À quoi sert encore la démocratie face à la tyrannie des privilégiés ?

Philippe Martinez-PASCALVAN(CC BY-SA 2.0)

Le droit de grève a été dévoyé par une minorité d’agents publics financés par les contribuables, dont la vie se trouve singulièrement compliquée par ceux-là même qui vivent de leur argent.

Par Nicolas Lecaussin.
Un article de l’Iref-Europe

Je regarde comme impie et détestable cette maxime, qu’en matière de gouvernement la majorité d’un peuple a le droit de tout faire, et pourtant je place dans les volontés de la majorité l’origine de tous les pouvoirs.  Alexis de Tocqueville De la démocratie en Amérique

Tocqueville se méfiait de l’omnipotence de la majorité, de sa tyrannie et du manque d’attention dont pourraient souffrir les « membres de la minorité ».

L’évolution politique de l’Amérique a montré que les pouvoirs ont su s’équilibrer et que nulle part ailleurs la société civile n’est aussi forte et bien représentée que là-bas. En France, nous ne sommes jamais arrivés à un tel équilibre. Il n’y a pas de tyrannie de la majorité mais une tyrannie des privilégiés et des moins représentés.

On peut être critique avec le gouvernement en place. L’IREF l’a souvent été et l’est plus que jamais au sujet de cette réforme des retraites, que nous jugeons dangereuse. Nous sommes parmi les seuls à le dire. Néanmoins, nous respectons les élections et la loi. Nos adversaires au pouvoir ont été élus et ceux qui les contestent n’ont aucun droit de bloquer le pays.

Un État à la fois omnipotent et impuissant

Nous vivons en France ce paradoxe d’un État omnipotent et impuissant à la fois, un État qui phagocyte plus de la moitié des richesses, qui est champion du monde des prélèvements obligatoires, tout en étant incapable de mener à bien une réforme importante. Cela s’est vérifié sous Chirac, Sarkozy et nous assistons au même phénomène aujourd’hui.

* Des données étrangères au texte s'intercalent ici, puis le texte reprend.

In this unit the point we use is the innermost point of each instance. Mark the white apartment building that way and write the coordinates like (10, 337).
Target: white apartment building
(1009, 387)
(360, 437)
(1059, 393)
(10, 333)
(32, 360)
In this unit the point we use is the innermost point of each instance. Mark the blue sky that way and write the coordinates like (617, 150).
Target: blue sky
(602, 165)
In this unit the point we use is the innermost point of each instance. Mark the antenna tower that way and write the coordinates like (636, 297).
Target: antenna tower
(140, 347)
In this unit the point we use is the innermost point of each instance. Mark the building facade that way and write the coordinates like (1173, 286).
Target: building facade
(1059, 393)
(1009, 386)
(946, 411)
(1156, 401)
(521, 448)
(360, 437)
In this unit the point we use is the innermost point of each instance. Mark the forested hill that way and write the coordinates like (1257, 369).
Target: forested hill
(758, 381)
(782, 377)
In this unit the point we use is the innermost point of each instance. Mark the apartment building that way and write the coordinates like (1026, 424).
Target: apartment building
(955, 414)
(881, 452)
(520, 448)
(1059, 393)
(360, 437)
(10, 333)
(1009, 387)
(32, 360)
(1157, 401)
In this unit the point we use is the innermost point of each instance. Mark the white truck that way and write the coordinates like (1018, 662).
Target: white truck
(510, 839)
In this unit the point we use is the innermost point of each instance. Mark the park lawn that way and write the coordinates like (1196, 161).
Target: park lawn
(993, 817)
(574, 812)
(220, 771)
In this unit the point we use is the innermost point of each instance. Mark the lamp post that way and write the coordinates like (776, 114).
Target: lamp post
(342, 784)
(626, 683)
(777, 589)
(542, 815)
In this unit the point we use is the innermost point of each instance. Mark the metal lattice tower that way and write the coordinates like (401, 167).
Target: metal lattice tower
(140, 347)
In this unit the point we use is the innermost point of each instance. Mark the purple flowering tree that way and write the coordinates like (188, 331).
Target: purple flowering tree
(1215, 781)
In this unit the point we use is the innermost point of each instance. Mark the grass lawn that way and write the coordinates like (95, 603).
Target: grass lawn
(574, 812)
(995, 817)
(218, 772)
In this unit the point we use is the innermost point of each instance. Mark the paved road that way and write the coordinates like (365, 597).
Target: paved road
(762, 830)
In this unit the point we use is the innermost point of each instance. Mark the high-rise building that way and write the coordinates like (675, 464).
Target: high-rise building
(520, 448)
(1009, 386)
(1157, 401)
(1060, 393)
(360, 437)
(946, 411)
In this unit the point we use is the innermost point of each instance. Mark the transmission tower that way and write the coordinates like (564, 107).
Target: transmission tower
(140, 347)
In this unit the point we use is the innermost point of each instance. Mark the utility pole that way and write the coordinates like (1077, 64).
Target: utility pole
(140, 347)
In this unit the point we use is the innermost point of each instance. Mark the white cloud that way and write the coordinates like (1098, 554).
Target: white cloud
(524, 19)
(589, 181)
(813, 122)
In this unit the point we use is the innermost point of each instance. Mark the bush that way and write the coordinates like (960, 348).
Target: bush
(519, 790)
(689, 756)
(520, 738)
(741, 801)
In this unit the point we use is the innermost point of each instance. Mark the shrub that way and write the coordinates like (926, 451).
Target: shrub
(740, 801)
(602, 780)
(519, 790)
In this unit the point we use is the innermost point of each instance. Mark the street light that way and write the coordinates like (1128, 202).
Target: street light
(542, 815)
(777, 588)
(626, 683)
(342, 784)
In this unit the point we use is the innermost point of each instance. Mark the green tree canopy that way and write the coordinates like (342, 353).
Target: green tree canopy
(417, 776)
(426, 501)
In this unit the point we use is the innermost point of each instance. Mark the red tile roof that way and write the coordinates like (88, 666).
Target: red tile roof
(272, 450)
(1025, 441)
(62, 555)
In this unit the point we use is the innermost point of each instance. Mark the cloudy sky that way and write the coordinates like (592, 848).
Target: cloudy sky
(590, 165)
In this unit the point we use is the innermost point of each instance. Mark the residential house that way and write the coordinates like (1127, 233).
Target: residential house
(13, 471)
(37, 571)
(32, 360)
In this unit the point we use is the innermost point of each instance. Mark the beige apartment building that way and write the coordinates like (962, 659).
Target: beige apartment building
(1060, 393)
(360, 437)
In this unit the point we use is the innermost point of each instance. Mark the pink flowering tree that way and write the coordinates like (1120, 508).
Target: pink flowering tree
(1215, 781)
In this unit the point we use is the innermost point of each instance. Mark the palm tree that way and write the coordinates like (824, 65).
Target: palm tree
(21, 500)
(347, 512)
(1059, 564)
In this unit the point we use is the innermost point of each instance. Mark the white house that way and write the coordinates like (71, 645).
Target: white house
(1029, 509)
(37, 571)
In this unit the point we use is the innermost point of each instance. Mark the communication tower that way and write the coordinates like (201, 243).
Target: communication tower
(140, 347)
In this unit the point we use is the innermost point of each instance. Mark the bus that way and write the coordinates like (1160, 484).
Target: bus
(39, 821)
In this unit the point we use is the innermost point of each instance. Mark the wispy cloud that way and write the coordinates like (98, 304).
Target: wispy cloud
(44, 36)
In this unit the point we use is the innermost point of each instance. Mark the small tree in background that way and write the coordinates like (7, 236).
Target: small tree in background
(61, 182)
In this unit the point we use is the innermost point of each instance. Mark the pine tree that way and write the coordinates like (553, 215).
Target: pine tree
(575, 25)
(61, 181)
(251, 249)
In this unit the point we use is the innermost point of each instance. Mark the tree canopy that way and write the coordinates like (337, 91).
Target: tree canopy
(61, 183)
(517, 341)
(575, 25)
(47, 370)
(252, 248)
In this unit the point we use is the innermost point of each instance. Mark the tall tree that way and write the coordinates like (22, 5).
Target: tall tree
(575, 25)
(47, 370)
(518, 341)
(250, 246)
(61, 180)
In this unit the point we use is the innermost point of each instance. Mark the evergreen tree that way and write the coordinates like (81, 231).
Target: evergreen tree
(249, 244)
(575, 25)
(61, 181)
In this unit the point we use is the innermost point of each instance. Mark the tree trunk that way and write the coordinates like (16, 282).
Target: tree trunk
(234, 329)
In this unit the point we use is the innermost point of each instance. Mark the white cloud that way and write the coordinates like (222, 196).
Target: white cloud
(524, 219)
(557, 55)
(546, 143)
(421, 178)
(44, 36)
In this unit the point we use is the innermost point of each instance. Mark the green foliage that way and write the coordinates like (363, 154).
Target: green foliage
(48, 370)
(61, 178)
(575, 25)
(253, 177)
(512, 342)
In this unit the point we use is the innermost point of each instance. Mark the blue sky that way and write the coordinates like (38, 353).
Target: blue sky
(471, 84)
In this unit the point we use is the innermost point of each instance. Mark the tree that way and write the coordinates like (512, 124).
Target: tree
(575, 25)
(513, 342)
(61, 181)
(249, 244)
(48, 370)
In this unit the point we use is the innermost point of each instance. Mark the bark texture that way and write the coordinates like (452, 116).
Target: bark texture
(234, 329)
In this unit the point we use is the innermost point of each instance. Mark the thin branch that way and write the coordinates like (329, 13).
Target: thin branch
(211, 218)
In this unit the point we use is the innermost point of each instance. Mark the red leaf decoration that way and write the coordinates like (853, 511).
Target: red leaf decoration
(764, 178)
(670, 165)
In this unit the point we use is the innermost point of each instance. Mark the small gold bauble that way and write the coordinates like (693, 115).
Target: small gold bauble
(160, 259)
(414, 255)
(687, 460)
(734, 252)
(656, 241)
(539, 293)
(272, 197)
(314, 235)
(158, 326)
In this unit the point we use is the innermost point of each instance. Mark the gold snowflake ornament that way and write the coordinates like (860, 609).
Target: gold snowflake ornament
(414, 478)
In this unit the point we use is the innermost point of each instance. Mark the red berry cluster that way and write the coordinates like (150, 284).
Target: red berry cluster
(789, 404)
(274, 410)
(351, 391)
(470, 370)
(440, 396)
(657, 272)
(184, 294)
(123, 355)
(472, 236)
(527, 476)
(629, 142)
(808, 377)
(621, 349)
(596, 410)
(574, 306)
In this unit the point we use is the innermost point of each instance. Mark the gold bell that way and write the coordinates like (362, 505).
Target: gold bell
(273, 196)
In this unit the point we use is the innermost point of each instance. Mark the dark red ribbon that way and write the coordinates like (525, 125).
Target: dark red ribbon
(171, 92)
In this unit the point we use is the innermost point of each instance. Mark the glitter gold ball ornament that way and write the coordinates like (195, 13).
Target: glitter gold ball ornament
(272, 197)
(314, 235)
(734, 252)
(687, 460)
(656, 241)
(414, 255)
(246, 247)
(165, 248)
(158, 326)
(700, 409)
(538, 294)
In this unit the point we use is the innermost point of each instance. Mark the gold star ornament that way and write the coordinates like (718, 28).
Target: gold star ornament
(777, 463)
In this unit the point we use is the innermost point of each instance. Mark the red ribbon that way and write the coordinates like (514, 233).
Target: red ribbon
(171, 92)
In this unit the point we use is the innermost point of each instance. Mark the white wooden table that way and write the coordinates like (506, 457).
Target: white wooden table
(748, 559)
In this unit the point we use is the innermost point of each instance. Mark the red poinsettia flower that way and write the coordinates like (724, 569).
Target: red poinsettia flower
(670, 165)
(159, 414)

Vendredi 6 décembre, déclaration du Premier ministre :

Nous voulons installer un système de retraite juste, qui remplace la solidarité au sein de chaque métier par une solidarité véritablement nationale, où tous les Français sont solidaires de tous les Français.

Mais il a aussi affirmé que des « ajustements se feront concernant les régimes spéciaux » (retour de la clause du grand-père au bénéfice exclusif des régimes spéciaux). « La transition sera progressive », a-t-il ajouté, en donnant rendez-vous mercredi au CESE (Conseil économique, social et environnemental) pour « présenter l’intégralité du projet ».

Pourquoi le CESE, cet organisme si souvent épinglé, dont l’utilité n’a jamais été démontrée et dont la suppression a même été évoquée plusieurs fois ? C’est l’Assemblée nationale qui est l’émanation du peuple, pas le CESE.

Tyrannie des partenaires sociaux

En France, nous ne subissons pas la tyrannie de la majorité, mais celle des « partenaires sociaux » et du « dialogue social » qui est en réalité un monologue social imposé par des syndicats ne représentant personne (moins de 7 % de la population active) mais capables d’empêcher le pays de fonctionner.

Le droit de grève a été dévoyé par une minorité d’agents publics financés par les contribuables, dont la vie se trouve singulièrement compliquée par ceux-là même qui vivent de leur argent.

Faut-il rappeler que la fiche de paye de tous ces employés exaspérés par les grèves et les blocages comporte une contribution obligatoire aux caisses des syndicats ? Situation absurde et inimaginable ailleurs, où les syndicats vivent des cotisations de leurs membres et des services qu’ils proposent. En France, les cotisations volontaires ne représentent qu’à peine 4 % de leur budget. Ils n’existeraient plus sans les cotisations contraintes, sans les subventions directes ou indirectes qu’ils reçoivent, sans l’argent de la formation professionnelle.

On peut quand même créditer Emmanuel Macron de deux exploits : il a réussi à faire croire qu’il était libéral et il a fait descendre les syndicats dans la rue sans avoir accompli une seule vraie réforme. Confirmation qu’en France, la tyrannie de la majorité n’est toujours pas d’actualité.